Cliff Click commented: Can you reproduce it? Cliff

exalate-issue-sync[bot] commented 1 year ago

Neeraja Madabhushi commented: Couldn't reproduce it.

Could be related to https://0xdata.atlassian.net/browse/PUBDEV-604

Where additional frame was still around and something got corrupted.

While reproducing verified that no unnecessary frames left out as in PUBDEV-604

exalate-issue-sync[bot] commented 1 year ago

Cliff Click commented: Hoping some other fix got this (e.g. recent Job-key update or recent compressed-chunk fix)

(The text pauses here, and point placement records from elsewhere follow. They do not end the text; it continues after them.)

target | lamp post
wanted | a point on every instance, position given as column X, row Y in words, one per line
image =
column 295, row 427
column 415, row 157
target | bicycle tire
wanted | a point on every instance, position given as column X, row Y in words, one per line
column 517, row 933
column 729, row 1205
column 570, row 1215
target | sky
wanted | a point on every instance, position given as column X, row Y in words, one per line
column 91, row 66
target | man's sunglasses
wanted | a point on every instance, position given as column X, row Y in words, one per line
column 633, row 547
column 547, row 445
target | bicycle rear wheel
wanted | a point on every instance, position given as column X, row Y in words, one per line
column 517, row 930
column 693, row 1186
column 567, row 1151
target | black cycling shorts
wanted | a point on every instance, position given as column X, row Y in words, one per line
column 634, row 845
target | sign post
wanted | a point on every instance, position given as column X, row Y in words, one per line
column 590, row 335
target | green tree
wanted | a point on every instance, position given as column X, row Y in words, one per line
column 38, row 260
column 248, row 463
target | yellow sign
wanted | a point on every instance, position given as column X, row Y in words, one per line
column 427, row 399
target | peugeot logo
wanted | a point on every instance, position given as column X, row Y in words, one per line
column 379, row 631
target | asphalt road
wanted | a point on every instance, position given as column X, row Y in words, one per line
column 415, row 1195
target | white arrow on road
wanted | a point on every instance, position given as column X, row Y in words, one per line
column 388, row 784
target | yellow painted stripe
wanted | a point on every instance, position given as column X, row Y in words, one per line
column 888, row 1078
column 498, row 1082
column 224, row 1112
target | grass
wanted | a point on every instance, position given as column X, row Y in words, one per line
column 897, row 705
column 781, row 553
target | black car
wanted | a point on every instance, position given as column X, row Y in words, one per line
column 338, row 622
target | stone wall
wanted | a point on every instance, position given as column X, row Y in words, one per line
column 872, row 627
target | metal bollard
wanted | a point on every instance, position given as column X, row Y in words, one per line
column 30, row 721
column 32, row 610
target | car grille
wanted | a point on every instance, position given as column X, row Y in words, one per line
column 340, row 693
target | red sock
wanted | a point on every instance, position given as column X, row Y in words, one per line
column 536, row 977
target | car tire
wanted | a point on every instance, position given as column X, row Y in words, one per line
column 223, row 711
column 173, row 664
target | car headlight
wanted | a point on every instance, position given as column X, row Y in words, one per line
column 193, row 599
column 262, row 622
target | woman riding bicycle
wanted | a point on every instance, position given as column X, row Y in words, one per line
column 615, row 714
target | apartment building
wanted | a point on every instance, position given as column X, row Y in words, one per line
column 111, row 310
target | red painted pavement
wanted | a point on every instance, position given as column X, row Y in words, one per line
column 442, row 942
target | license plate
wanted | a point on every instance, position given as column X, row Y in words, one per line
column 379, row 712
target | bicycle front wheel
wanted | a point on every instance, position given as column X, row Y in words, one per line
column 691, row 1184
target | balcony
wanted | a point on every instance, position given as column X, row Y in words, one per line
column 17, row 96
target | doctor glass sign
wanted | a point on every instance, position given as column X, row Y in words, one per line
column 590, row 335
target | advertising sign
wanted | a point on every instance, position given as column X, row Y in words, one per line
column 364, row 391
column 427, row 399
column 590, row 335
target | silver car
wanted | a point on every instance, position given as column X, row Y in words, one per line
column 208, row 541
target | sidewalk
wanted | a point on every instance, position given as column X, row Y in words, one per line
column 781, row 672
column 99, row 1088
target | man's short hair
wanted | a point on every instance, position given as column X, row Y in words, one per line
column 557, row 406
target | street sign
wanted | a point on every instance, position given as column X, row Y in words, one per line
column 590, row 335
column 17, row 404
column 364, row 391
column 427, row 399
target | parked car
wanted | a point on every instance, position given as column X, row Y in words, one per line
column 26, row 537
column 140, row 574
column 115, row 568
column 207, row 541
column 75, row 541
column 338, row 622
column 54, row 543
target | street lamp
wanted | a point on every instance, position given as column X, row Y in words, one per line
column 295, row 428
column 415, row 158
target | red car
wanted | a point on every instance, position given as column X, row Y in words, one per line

Re-open if we see this stack trace again

exalate-issue-sync[bot] commented 1 year ago

Neeraja Madabhushi commented: I am seeing Rollup stats exception consistently when I try to do getFrames on my cluster on 172.16.2.189:55555.

Steps to reproduce :

1) go to 172.16.2.189:55555 2) getFrames

Error evaluating cell

Error calling GET /3/Frames with opts null

water.DException$DistributedException: from /172.16.2.188:55555; by class water.fvec.RollupStats$ComputeRollupsTask; class water.DException$DistributedException: from /172.16.2.189:55555; by class water.fvec.RollupStats$Roll; class java.lang.NullPointerException: null

TOGGLE STACK TRACE water.DException$DistributedException: from /172.16.2.188:55555; by class water.fvec.RollupStats$ComputeRollupsTask; class water.DException$DistributedException: from /172.16.2.189:55555; by class water.fvec.RollupStats$Roll; class java.lang.NullPointerException: null (java.lang.RuntimeException) water.fvec.RollupStats.get(RollupStats.java:278) water.fvec.RollupStats.get(RollupStats.java:287) water.fvec.Vec.rollupStats(Vec.java:565) water.fvec.Vec.checksum_impl(Vec.java:584) water.Keyed.checksum(Keyed.java:52) water.fvec.Frame.checksum_impl(Frame.java:382) water.Keyed.checksum(Keyed.java:52) water.api.FrameV3.(FrameV3.java:223) water.api.FramesBase.fillFromImpl(FramesBase.java:66) water.api.FramesHandler.list(FramesHandler.java:88) sun.reflect.NativeMethodAccessorImpl.invoke0(Native Method) sun.reflect.NativeMethodAccessorImpl.invoke(NativeMethodAccessorImpl.java:57) sun.reflect.DelegatingMethodAccessorImpl.invoke(DelegatingMethodAccessorImpl.java:43) java.lang.reflect.Method.invoke(Method.java:606) water.api.Handler.handle(Handler.java:57) water.api.RequestServer.handle(RequestServer.java:668) water.api.RequestServer.serve(RequestServer.java:604) water.NanoHTTPD$HTTPSession.run(NanoHTTPD.java:434) java.lang.Thread.run(Thread.java:745)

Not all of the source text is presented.